# Spinney's Vs Carrfour



## EgyptianSwirl (Feb 21, 2010)

Hi Y'all! This question is for all the experienced expats in Egypt. Spinney's and Carrfour are extremely far from my location. I plan to make monthy visits to either one of these locations, but I wanted to get your advice on which market is better for selection, quality, and price?

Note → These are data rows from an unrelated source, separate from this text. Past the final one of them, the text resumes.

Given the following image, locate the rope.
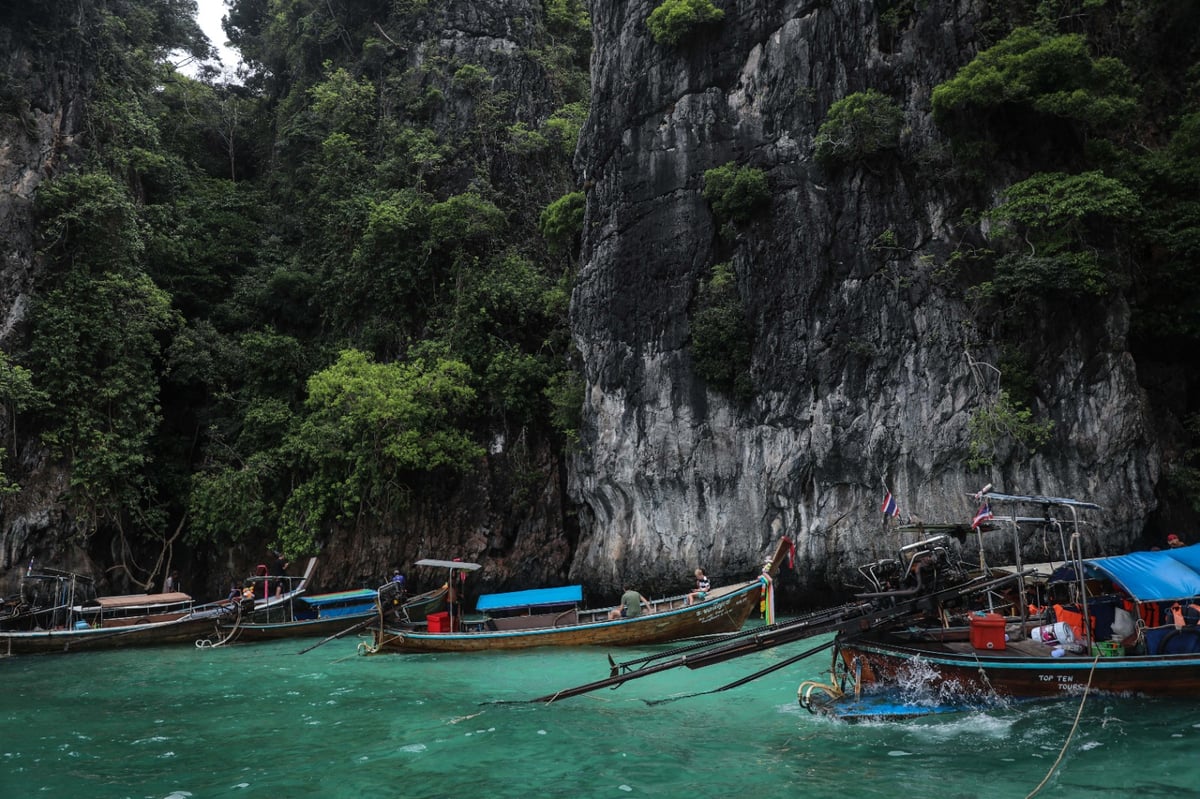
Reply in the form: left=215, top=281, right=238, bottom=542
left=1025, top=655, right=1100, bottom=799
left=196, top=601, right=241, bottom=649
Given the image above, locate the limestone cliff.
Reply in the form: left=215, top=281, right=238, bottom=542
left=571, top=0, right=1159, bottom=597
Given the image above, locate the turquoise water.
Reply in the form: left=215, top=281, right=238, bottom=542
left=0, top=638, right=1200, bottom=799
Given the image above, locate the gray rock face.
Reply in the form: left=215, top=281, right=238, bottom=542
left=571, top=0, right=1159, bottom=589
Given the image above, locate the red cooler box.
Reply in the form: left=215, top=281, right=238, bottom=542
left=971, top=613, right=1004, bottom=649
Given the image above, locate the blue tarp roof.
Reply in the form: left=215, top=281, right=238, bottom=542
left=1085, top=545, right=1200, bottom=602
left=475, top=585, right=583, bottom=612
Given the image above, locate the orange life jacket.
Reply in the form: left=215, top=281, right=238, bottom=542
left=1054, top=605, right=1096, bottom=641
left=1169, top=602, right=1200, bottom=630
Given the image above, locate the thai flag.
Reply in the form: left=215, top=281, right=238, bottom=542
left=880, top=491, right=900, bottom=516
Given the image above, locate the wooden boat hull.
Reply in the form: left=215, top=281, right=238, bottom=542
left=221, top=608, right=378, bottom=643
left=0, top=615, right=216, bottom=655
left=374, top=581, right=762, bottom=653
left=839, top=635, right=1200, bottom=698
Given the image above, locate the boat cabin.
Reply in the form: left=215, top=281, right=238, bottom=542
left=463, top=585, right=583, bottom=630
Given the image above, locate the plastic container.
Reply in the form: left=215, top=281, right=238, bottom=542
left=1030, top=621, right=1075, bottom=645
left=1092, top=641, right=1124, bottom=657
left=971, top=613, right=1006, bottom=649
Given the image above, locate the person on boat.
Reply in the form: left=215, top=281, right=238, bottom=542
left=608, top=588, right=650, bottom=619
left=688, top=569, right=709, bottom=605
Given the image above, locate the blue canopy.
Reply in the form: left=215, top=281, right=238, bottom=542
left=1085, top=545, right=1200, bottom=602
left=475, top=585, right=583, bottom=613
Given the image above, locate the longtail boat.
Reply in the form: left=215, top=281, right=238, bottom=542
left=800, top=493, right=1200, bottom=715
left=0, top=561, right=314, bottom=655
left=370, top=539, right=791, bottom=653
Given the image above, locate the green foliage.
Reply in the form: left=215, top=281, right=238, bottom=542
left=812, top=89, right=904, bottom=164
left=545, top=0, right=592, bottom=32
left=280, top=350, right=484, bottom=553
left=545, top=370, right=587, bottom=445
left=702, top=161, right=770, bottom=222
left=430, top=192, right=505, bottom=250
left=691, top=263, right=754, bottom=398
left=308, top=61, right=376, bottom=138
left=505, top=122, right=550, bottom=156
left=0, top=350, right=49, bottom=497
left=538, top=192, right=587, bottom=248
left=454, top=64, right=492, bottom=94
left=932, top=28, right=1138, bottom=128
left=646, top=0, right=725, bottom=47
left=980, top=172, right=1141, bottom=298
left=37, top=173, right=144, bottom=272
left=967, top=391, right=1054, bottom=469
left=546, top=102, right=588, bottom=158
left=187, top=456, right=278, bottom=545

Thanks in advance for all your feedback

M


----------



## Lanason (Sep 1, 2009)

EgyptianSwirl said:


> Hi Y'all! This question is for all the experienced expats in Egypt. Spinney's and Carrfour are extremely far from my location. I plan to make monthy visits to either one of these locations, but I wanted to get your advice on which market is better for selection, quality, and price?
> 
> Thanks in advance for all your feedback
> 
> M


Carrefour everytime

go when its quiet - you can spend 1hr queuing in Carrefour


----------



## Shaanz (Aug 12, 2009)

EgyptianSwirl said:


> Hi Y'all! This question is for all the experienced expats in Egypt. Spinney's and Carrfour are extremely far from my location. I plan to make monthy visits to either one of these locations, but I wanted to get your advice on which market is better for selection, quality, and price?
> 
> Thanks in advance for all your feedback
> 
> M


Well in my opinion both of them are great. Spinneys is much larger though, and does tend to have more of a selection of items. Both stores have great promotions going on every month. I dont go to Spinneys much, because Carrefour is closer to me. My husband and I spend about 200 to max 250 le at least twice a month. And please bear in mind that each time we go we are purchasing extra items for our baby (I'm pregnant). So I basically spend about 150 le on food. there's really no question when it comes to quality and price (of course imported items will cost you a bit more). The only thing that bothers me with these stores is that they get really packed with people. I cant say I enjoy all the grannies bumping into me with their carts..lol. So I suggest shopping in the mornings, it's way easier.


----------